Folglich stellt der Gerichtshof fest, dass Österreich den freien Warenverkehr dadurch unverhältnismäßig
beschränkt hat, dass es ein sektorales Fahrverbot erlassen hat, ohne die Möglichkeit, auf weniger einschränkende
Maßnahmen zurückzugreifen, ausreichend zu prüfen.
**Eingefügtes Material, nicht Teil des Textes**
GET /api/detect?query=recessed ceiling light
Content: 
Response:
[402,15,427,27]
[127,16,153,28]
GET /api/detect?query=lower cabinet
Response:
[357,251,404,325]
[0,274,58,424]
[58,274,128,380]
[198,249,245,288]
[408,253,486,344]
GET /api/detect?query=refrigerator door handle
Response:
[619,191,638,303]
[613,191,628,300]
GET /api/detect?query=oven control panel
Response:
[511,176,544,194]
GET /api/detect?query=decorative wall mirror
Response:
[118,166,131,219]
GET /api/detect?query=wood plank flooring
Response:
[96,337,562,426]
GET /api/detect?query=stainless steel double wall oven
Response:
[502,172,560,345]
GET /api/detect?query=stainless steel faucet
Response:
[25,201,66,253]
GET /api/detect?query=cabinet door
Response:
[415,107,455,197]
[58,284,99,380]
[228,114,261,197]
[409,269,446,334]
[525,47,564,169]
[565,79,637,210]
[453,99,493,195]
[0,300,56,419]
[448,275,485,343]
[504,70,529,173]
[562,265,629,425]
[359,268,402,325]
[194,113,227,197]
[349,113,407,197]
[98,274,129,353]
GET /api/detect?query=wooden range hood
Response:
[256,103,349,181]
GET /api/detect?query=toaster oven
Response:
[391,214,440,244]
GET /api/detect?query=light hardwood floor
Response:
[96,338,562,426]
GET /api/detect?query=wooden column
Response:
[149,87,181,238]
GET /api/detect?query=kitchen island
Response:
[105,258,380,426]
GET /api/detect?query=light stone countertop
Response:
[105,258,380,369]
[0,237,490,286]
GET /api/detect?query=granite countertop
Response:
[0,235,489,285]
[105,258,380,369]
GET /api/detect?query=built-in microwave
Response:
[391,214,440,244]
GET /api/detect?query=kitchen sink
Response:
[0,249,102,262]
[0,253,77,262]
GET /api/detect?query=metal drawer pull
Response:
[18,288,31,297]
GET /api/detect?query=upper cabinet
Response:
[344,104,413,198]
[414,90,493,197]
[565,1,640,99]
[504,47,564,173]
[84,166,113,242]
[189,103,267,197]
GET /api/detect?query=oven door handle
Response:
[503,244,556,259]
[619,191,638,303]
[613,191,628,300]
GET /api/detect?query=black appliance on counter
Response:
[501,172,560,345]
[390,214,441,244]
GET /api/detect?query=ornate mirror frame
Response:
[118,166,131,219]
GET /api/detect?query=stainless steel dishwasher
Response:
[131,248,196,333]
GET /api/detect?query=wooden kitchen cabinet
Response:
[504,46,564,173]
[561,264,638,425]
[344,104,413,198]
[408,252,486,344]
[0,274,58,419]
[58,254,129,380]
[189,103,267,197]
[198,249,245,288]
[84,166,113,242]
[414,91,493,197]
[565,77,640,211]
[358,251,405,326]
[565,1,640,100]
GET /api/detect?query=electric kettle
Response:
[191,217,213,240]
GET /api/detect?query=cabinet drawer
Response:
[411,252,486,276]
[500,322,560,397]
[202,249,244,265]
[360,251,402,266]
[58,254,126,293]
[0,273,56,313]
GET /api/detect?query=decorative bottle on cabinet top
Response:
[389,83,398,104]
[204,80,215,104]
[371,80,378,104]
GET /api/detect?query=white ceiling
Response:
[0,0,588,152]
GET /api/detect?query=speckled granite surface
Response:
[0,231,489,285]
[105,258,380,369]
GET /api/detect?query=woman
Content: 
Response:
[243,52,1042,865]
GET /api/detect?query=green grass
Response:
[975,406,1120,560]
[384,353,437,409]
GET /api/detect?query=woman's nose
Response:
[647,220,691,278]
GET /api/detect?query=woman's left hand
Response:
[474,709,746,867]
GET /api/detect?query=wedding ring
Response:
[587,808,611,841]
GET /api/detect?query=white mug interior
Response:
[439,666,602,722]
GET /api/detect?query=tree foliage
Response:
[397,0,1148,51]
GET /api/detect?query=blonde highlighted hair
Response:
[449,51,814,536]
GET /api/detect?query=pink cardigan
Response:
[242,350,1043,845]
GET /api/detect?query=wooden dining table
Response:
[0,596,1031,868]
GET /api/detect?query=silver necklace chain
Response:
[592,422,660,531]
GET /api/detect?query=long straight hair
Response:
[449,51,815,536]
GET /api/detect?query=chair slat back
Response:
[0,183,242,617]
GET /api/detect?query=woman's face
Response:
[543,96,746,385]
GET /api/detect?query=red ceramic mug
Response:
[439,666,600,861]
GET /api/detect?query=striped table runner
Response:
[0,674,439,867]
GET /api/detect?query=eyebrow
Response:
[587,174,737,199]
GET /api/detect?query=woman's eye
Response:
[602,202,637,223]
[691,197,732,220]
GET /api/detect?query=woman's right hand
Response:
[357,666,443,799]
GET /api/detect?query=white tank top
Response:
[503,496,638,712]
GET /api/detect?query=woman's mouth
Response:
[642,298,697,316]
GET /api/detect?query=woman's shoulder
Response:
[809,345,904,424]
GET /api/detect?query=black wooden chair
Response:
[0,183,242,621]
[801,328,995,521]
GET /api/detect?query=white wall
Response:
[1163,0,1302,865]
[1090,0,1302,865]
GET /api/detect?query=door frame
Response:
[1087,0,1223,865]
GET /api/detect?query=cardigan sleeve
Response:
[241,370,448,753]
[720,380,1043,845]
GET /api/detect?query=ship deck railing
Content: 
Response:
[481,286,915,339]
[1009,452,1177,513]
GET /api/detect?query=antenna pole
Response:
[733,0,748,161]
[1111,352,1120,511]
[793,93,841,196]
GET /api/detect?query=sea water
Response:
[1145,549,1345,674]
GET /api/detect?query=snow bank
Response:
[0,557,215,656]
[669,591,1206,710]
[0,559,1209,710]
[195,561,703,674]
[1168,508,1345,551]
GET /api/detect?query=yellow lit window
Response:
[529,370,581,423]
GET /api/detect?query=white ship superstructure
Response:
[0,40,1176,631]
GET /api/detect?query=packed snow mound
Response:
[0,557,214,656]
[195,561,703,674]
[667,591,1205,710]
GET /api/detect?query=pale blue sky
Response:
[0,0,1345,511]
HINWEIS: Eine Vertragsverletzungsklage, die sich gegen einen Mitgliedstaat richtet, der gegen
seine Verpflichtungen aus dem Unionsrecht verstoßen hat, kann von der Kommission oder einem anderen Mitgliedstaat
erhoben werden. Stellt der Gerichtshof die Vertragsverletzung fest, hat der betreffende Mitgliedstaat dem Urteil
unverzüglich nachzukommen.
Ist die Kommission der Auffassung, dass der Mitgliedstaat dem Urteil nicht nachgekommen ist, kann sie erneut
klagen und finanzielle Sanktionen beantragen. Hat ein Mitgliedstaat der Kommission die Maßnahmen zur Umsetzung
einer Richtlinie nicht mitgeteilt, kann der Gerichtshof auf Vorschlag der Kommission jedoch bereits mit dem ersten
Urteil Sanktionen verhängen.
- Richtlinie 96/62/EG des Rates vom 27. September 1996 über die Beurteilung und die Kontrolle der Luftqualität
(ABl. L 296, S. 55) und Richtlinie 1999/30/EG des Rates vom 22. April 1999 über Grenzwerte für Schwefeldioxid,
Stickstoffdioxid und Stickstoffoxide, Partikel und Blei in der Luft (ABl. L 163, S. 41) in der durch die Entscheidung
2001/744/EG der Kommission vom 17. Oktober 2001 (ABl. L 278, S. 35) geänderten Fassung. Diese Richtlinien
wurden mit Wirkung vom 11. Juni 2010 durch die Richtlinie 2008/50/EG des Europäischen Parlaments und des Rates
vom 21. Mai 2008 über Luftqualität und saubere Luft für Europa (ABl. L 152, S. 1) aufgehoben. In
Anbetracht des entscheidungserheblichen Zeitraums bleiben sie jedoch auf die vorliegende Rechtssache anwendbar.
- Urteil des Gerichtshofs vom 15. November 2005, Kommission/Österreich (C-320/03), vgl. auch Pressemitteilung
97/05.
- Europäische Emissionsnormen („Euro-Normen“).